Tout laisse penser qu'il est originaire de la région de Magnésie du Sipyle. Il a écrit son oeuvre entre 160 et 180 ap. J.-C. Il a du naître vers 120. Il a beaucoup voyagé et parcouru la Syrie, la Palestine, la Haute-Égypte, la Macédoine, l'Epire, Rome et la Campanie et peut-être la Sicile. Sans doute a-t-il écrit aussi sur d'autres régions; ce qu'il nous laisse, en tout cas, ne concerne que la Grèce au sens le plus restrictif du terme, c'est-à-dire, outre le Péloponnèse, l'Attique, la Phocide et la Béotie. C'était donc pour lui en toute hypothèse l'élément le plus précieux de ce qu'il avait à transmettre, le noyau incontestable du patrimoine culturel qu'il défendait. Le choix qu'il fait de l'Attique pour commencer son ouvrage nous renvoie à cette conception culturelle de l'hellénisme selon laquelle Athènes est l'école de la Grèce, et la Grèce l'école du monde, tout au moins de ce monde hellénisé qui se sentait au sein de l'Empire si cohérent dans ses valeurs. C'est la conception d'Isocrate reprise et confortée par Hadrien.

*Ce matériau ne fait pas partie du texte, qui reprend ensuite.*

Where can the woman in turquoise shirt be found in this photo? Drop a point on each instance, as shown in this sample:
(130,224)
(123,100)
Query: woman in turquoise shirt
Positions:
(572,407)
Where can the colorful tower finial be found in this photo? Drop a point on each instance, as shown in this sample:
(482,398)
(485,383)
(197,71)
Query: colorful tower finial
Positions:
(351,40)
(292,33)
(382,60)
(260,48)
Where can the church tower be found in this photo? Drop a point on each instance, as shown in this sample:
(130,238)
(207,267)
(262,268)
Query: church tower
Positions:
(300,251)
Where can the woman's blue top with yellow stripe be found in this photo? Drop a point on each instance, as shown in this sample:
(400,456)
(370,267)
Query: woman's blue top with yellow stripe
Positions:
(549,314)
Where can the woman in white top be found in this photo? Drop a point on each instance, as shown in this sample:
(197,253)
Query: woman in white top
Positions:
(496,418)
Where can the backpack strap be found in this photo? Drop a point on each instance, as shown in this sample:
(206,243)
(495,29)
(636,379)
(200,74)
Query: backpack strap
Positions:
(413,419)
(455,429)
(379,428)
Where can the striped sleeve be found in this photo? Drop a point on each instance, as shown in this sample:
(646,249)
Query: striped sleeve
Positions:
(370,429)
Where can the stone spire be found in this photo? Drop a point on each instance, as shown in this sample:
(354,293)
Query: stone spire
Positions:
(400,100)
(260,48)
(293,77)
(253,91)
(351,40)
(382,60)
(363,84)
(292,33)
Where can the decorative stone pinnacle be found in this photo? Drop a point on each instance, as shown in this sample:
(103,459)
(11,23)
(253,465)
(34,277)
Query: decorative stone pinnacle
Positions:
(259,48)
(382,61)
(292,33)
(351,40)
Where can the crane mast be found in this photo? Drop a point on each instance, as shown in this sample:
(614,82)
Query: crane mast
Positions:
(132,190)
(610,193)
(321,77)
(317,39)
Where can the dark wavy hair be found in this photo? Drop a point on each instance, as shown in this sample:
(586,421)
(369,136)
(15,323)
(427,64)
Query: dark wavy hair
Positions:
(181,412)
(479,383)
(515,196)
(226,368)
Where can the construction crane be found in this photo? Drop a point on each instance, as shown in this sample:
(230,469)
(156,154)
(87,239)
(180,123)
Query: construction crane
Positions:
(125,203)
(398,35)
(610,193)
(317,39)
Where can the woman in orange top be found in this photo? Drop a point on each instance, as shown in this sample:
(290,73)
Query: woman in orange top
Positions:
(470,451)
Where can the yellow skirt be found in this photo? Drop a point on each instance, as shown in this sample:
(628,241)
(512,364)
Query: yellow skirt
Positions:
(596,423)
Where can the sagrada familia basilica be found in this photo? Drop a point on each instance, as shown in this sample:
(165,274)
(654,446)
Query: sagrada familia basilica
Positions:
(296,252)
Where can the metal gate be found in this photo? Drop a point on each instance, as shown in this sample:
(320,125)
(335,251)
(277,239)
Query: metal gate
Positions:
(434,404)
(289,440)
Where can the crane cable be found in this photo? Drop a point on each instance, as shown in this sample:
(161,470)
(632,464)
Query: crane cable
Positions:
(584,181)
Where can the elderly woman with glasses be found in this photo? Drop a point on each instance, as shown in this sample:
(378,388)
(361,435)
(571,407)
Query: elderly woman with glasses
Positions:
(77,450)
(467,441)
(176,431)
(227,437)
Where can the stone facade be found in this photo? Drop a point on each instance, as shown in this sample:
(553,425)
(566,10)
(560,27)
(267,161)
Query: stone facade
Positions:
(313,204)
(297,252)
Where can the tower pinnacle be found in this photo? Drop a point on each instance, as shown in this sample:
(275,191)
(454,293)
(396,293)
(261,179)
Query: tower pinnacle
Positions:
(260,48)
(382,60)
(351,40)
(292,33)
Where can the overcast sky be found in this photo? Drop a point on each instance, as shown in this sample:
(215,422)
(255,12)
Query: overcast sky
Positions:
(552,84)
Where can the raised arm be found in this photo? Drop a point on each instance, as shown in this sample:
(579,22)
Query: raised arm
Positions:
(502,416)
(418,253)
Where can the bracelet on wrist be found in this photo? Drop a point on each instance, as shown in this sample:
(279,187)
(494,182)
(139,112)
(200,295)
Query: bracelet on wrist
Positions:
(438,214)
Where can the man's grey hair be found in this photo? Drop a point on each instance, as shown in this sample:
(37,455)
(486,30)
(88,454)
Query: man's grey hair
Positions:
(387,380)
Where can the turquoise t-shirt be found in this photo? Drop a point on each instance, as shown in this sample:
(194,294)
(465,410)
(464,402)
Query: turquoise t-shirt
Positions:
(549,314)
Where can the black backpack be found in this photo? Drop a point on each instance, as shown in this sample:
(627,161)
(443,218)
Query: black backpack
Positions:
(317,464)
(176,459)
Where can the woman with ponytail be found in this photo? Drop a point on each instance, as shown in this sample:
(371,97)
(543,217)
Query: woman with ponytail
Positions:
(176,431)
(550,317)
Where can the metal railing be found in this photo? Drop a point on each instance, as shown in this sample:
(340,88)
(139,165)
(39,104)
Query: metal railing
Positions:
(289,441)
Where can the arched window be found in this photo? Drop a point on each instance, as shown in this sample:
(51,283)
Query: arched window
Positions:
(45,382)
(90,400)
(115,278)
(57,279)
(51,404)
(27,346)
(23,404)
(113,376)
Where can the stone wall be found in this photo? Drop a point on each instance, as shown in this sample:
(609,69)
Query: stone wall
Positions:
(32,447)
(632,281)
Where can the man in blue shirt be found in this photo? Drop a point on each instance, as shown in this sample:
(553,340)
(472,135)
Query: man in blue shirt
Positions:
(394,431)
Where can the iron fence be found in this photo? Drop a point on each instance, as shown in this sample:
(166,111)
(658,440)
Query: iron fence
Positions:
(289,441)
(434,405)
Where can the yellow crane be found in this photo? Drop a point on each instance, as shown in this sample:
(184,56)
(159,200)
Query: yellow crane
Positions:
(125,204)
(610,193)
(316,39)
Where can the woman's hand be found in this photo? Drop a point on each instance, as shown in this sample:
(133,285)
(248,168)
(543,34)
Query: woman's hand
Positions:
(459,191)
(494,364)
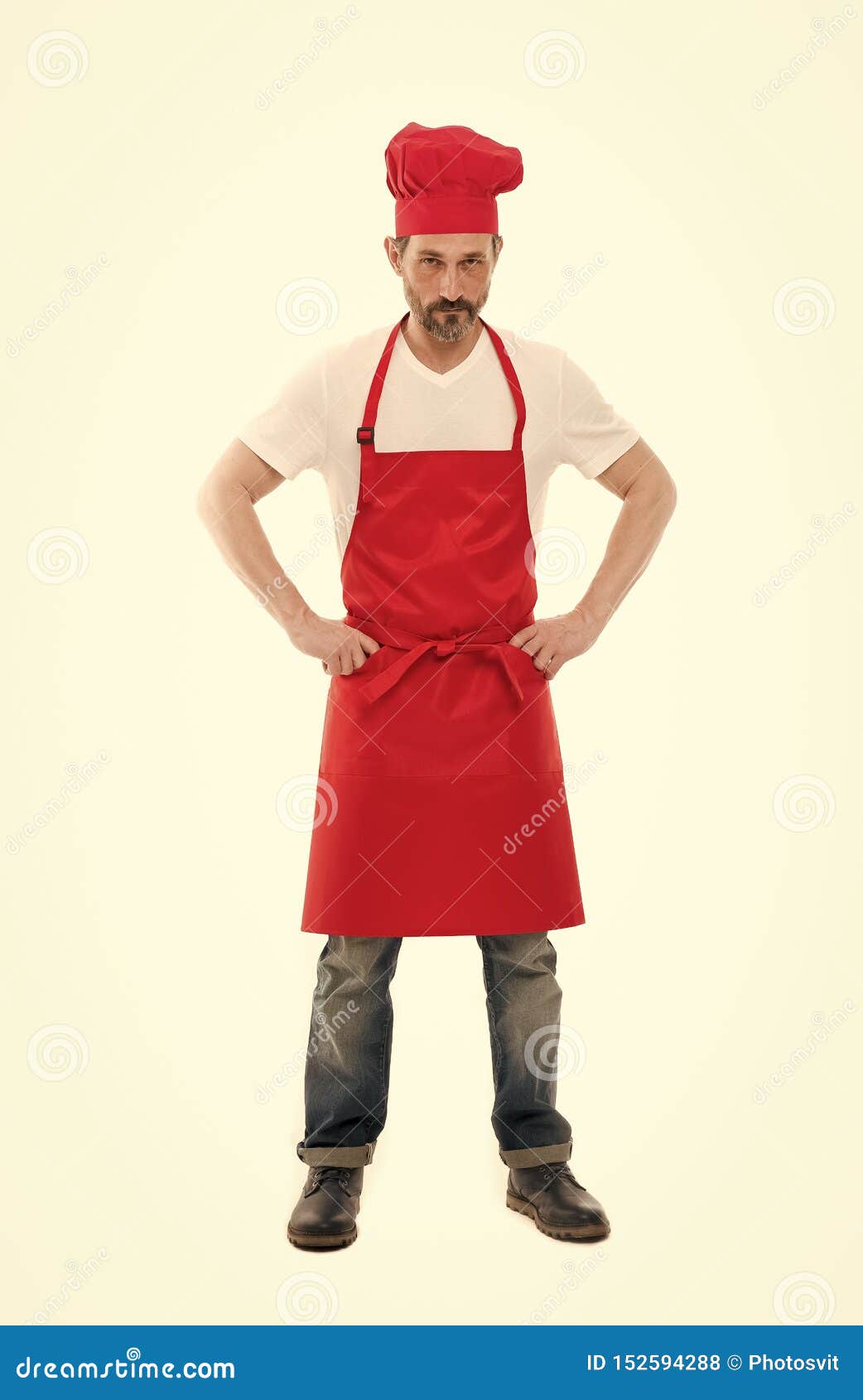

On a beaucoup discuté sur ses intentions ainsi que sur la valeur de son témoignage et les deux discussions n'ont pas manqué, assez maladroitement, de se gêner. Wilamowitz voyait dans Pausanias un compilateur dont il mettait en cause l'expérience directe. C. Robert à son tour voyait dans la Périégèse un procédé comme un autre pour rassembler des légendes ou traditions. Assurément tous ces points de vue contiennent du vrai mais la perspective qui en découle est sujette à caution. En réalité on peut avancer peut-être les observations suivantes : Pausanias, grec d'Asie, conçoit le projet (peut-être en concurrence avec d'autres auxquels il servirait d'entrée en matière) de décrire pour ses contemporains la Grèce, source historique de l'héritage qui est devenu commun à tous les citoyens cultivés et hellénisés. Cette description, de ce fait, concerne la Grèce ancienne ainsi que les monuments qui sont venus s'ajouter, plus récemment, à ceux-ci. Pausanias ne s'intéresse absolument pas aux Grecs contemporains; on peut même dire qu'il a peu de considération pour eux : leur vie, leurs activités n'éveillent pas un instant sa curiosité d'auteur. Il ne promène pas son lecteur dans les pays vivants et animés, mais uniquement devant les monuments qui immortalisent la Grèce et ceux qui sont venus les parfaire; l'essentiel de sa pensée s'applique à ces monuments sans qu'il ait le moins du monde le sentiment que le parti qu'il a pris méritait examen et justification. En outre ces descriptions sont complétées par le récit de légendes et traditions en général liées aux sites et aux chefs-d'oeuvre.
Mais sur ce point encore nous nous éloignons du guide touristique à quoi on a souvent voulu réduire la Périégèse. Pausanias nous livre pêle-mêle des explications historiques ou mythologiques qui, mieux encore que les descriptions, enracinent son récit dans le passé. Et elles le font revivre, assez confusément sans doute puisque ces narrations s'accrochent à la topographie et aux monuments, mais avec une continuité et une persévérance efficaces, car le lecteur se sent vite dans un univers assez particulier d'où le présent vivant est rayé comme sans importance, mais où l'héritage visible est constamment représenté comme nimbé de la gloire de ses origines et des grandes heures qu'il a connues. C'est une extraordinaire gageure par moments irritante mais combien révélatrice de ce qui pouvait être l'état d'esprit d'un citoyen profondément fier de sa culture hellénique et préoccupé de la faire revivre, non dans un présent rabougri mais dans ses sources qui la ravivent et l'expliquent. Il y a du pèlerinage dans ce livre mais un pèlerinage aux origines dans l'espace comme le temps.
Il n'en est que plus à l'aise pour entremêler interminablement ses souvenirs ou le produit de ses enquêtes. On a voulu voir un plan dans cette démarche, rien n'est moins sûr; ce qui en revanche est clair, c'est que toutes les époques y sont sollicitées, tous les événements qui intéressent les peuples hellénisés (et quelques autres) à l'exception des Grecs contemporains. C'est la culture d'un citoyen du IIe siècle qui se livre là à notre analyse : diverse et cependant digérée et en définitive unifiée, une culture dont le centre reconnu est l'époque classique de la Grèce mais autour de laquelle s'entrelace sans cacophonie l'histoire de tous les peuples dès lors que l'hellénisation les a entraînés dans son mouvement.